Ora, entrando nella sezione del sito di Ubs dedicata alla csr, e in particolare nella sezione dedicata al personale, basta un attimo per vedere raccontata già solo con le immagini tutta un’altra storia: visi sorridenti, sguardi positivi, parole come eccellenza, creatività, talento (tra l’altro mi permetto un consiglio: se sul sito c’è lo spazio per raccontare come si assume, cioè il recruitment, quanto meno per par condicio ci dovrebbe anche essere quello per raccontare il modo in cui si licenzia, anche se capisco che inserire un titolo come dismissal o roba del genere pare brutto in una sezione sulla csr, ma fa molto economia reale). Stridente, a dir poco, il contrasto con la realtà del “licenziamento al tornello”. Come stridente è il contrasto con le parole con cui nel suo comunicato Ubs ha parlato dei 10mila licenziamenti che si appresta a effettuare nei prossimi anni: si dice che verranno adottate le misure per mitigare l’impatto complessivo.
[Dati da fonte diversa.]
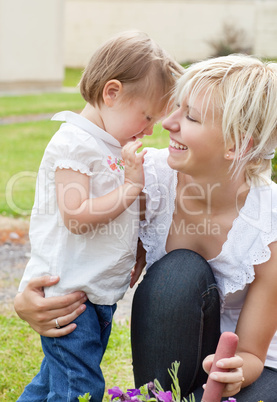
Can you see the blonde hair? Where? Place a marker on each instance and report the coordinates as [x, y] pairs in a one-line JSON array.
[[244, 91], [132, 58]]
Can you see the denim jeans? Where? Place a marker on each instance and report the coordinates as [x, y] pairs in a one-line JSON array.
[[176, 317], [71, 366]]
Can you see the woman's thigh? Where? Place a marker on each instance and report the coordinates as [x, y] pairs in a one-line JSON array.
[[264, 389], [175, 317]]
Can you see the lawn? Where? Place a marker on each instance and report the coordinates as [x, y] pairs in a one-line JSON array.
[[21, 355]]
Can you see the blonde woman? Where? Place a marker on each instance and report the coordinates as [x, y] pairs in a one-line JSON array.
[[210, 232]]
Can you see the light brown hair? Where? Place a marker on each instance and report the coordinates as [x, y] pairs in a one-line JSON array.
[[135, 60]]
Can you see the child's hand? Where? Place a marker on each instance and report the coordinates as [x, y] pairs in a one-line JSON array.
[[134, 173], [140, 264]]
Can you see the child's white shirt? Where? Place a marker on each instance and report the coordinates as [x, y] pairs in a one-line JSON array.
[[99, 262], [246, 246]]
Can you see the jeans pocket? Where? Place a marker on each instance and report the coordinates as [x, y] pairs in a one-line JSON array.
[[105, 314]]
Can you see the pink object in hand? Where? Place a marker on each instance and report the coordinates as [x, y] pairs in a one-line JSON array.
[[226, 347]]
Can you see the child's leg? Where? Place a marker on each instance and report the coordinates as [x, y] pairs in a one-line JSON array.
[[74, 360], [175, 316], [38, 389]]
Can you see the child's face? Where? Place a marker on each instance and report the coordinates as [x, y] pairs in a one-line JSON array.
[[128, 121], [196, 143]]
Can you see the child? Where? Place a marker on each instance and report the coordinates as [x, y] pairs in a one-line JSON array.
[[84, 222]]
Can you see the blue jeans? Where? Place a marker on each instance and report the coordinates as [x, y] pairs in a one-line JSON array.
[[71, 366], [176, 316]]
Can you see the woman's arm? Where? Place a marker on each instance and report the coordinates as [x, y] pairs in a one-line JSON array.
[[41, 313], [81, 213], [256, 326]]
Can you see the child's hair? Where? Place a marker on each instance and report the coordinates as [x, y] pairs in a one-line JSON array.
[[244, 91], [130, 57]]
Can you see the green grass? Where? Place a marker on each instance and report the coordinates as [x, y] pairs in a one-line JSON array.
[[21, 355]]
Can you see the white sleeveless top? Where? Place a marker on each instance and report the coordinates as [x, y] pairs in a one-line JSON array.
[[246, 245]]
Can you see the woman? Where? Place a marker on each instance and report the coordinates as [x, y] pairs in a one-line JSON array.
[[211, 193]]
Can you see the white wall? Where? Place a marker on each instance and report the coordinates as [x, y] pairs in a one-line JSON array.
[[31, 44], [39, 37], [183, 27]]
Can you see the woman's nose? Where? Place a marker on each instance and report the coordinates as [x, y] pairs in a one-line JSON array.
[[171, 123]]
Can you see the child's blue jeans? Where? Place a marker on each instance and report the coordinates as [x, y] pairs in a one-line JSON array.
[[71, 366]]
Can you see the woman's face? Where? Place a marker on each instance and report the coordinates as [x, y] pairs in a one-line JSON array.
[[196, 141]]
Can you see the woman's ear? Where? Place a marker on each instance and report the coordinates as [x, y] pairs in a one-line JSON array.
[[112, 90], [231, 151]]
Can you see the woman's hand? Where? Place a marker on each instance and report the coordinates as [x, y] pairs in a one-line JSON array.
[[133, 160], [233, 378], [41, 313]]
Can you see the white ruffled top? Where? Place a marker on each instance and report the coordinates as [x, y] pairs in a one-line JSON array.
[[246, 245], [99, 262]]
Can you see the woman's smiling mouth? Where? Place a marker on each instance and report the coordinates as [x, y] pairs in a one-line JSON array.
[[177, 145]]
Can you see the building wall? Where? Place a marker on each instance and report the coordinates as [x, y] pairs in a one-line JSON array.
[[38, 38], [183, 27], [31, 44]]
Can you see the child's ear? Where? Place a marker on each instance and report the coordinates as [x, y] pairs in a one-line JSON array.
[[112, 90]]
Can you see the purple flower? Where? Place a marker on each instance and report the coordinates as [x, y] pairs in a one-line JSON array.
[[115, 392], [164, 396], [231, 400], [133, 392]]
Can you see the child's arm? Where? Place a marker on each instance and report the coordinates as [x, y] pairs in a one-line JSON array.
[[81, 213]]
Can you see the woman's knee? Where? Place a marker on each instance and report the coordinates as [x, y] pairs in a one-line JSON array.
[[181, 268]]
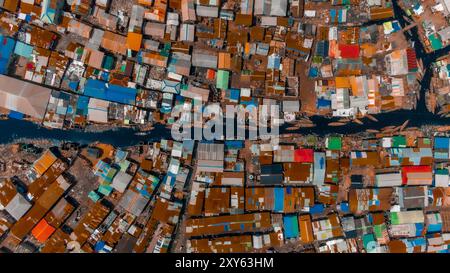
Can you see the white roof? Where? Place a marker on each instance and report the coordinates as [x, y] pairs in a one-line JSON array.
[[23, 97]]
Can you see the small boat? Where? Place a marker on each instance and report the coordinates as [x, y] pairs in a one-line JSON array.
[[404, 125], [336, 124], [358, 121], [371, 117]]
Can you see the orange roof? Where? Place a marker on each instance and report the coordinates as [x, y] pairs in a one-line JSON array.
[[342, 82], [42, 231], [134, 41], [44, 162]]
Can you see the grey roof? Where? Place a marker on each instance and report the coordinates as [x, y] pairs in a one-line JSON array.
[[210, 151], [207, 11], [204, 59], [133, 202], [23, 97], [291, 106], [121, 181], [445, 34], [278, 8], [18, 206]]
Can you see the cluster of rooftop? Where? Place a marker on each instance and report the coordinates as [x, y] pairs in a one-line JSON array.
[[67, 64]]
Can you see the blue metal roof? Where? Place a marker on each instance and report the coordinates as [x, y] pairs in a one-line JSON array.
[[100, 90], [6, 50], [290, 226]]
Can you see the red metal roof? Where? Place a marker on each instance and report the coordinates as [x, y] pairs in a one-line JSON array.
[[304, 155], [413, 169], [412, 60], [349, 51]]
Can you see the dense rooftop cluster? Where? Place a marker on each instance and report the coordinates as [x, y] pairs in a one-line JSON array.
[[339, 194], [66, 64]]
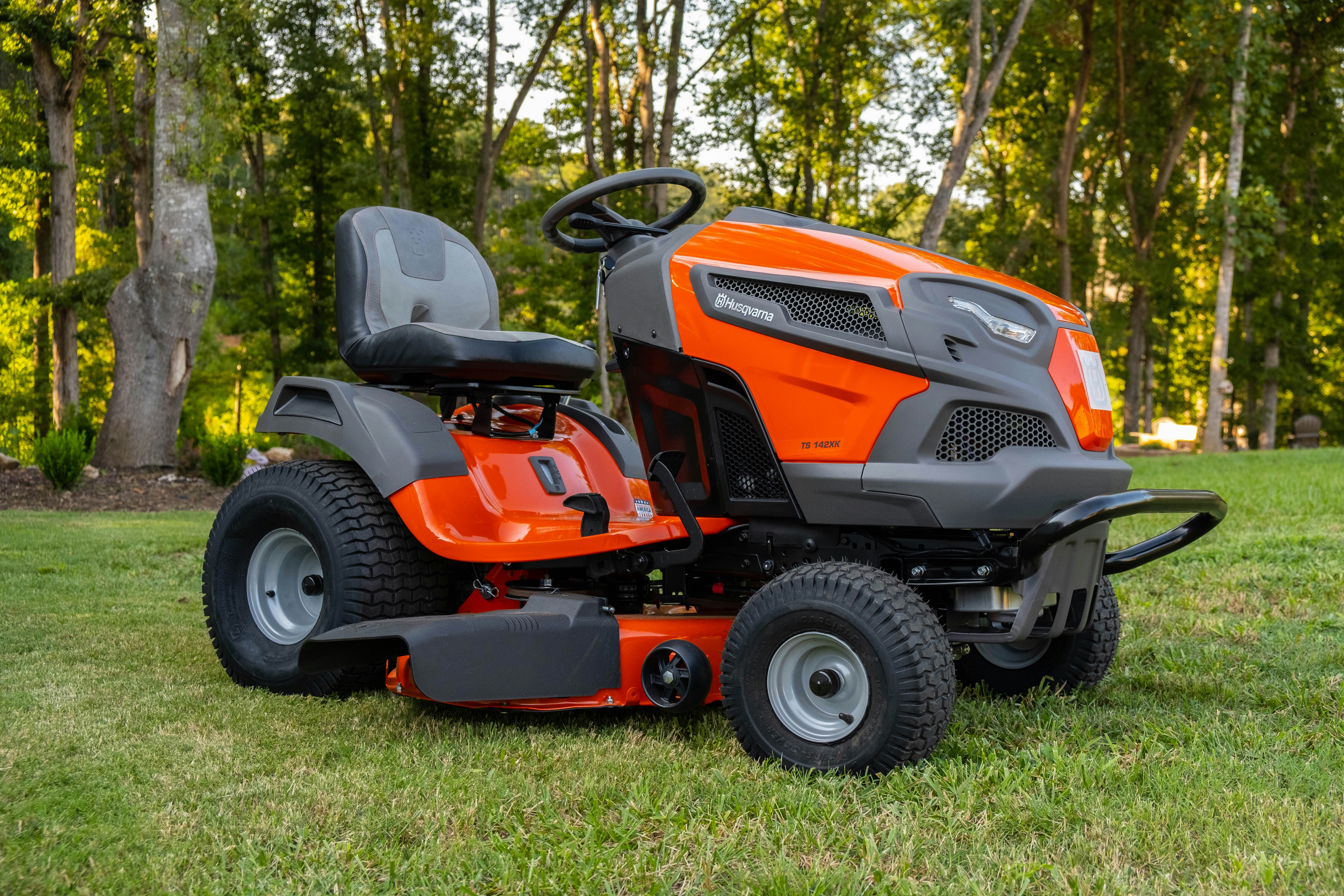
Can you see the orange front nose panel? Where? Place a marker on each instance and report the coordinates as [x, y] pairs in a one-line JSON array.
[[1095, 426], [501, 514]]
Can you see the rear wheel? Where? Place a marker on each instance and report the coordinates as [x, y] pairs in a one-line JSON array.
[[1069, 661], [302, 549], [838, 666]]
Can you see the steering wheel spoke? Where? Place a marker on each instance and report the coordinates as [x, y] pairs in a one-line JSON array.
[[585, 213]]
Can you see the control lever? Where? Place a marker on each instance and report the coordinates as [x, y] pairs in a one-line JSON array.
[[663, 468], [597, 515]]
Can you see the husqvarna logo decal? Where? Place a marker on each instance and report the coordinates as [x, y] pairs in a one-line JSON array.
[[747, 311]]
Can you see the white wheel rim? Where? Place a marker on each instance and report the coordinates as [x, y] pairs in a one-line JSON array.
[[1011, 656], [276, 573], [804, 712]]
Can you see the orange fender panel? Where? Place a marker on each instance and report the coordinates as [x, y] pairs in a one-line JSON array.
[[501, 514]]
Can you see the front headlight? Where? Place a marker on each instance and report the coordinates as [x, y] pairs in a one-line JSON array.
[[998, 326]]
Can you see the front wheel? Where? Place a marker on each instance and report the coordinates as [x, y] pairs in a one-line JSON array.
[[838, 667], [1069, 661], [302, 549]]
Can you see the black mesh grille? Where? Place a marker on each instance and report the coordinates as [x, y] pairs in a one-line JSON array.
[[979, 433], [753, 475], [826, 308]]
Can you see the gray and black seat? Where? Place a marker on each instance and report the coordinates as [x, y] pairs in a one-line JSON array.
[[416, 305]]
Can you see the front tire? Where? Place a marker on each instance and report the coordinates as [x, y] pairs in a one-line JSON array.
[[838, 667], [302, 549], [1069, 661]]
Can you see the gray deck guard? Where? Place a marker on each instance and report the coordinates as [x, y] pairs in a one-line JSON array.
[[560, 645], [394, 439]]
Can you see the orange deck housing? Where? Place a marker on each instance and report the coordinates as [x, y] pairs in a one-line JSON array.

Domanda: è col “licenziamento al tornello” che si inizia ad attuare questa mitigazione? Questa è una delle misure previste? E cosa si intende, esattamente, per impatto complessivo? Impatto su cosa, su chi?
Sono già qui che aspetto il bilancio sociale di Ubs del prossimo anno (l’ultimo pubblicato si può trovare a questa pagina): voglio vedere come questa cosa viene raccontata. Se mettono la voce degli stakeholder-dipendenti che si sono trovati a sperimentare il “licenziamento al tornello”: sarebbe molto in linea con una prospettiva di #occupycsr. Voglio vedere se danno modo a questi dipendenti di raccontare come si sono sentiti, cosa pensavano della loro azienda prima, fino a un istante prima, intendo, cioè fino a quando hanno passato il loro badge ripetendo una banale operazione quotidiana e probabilmente senza neppure troppa attenzione, e cosa hanno pensato un istante dopo, quando hanno visto il tornello non aprirsi e sono stati informati del perché. Voglio vedere se chi si occuperà del bilancio sociale il prossimo anno, persone, anche qui, non algoritmi, riterrà che questi siano aspetti che rientrano o meno nella materiality, cioè nelle cose veramente importanti, cruciali, del modo in cui un’impresa integra la csr nel proprio business. Quelle cose, insomma, che devono essere raccontate in un documento del genere. Voglio proprio vedere.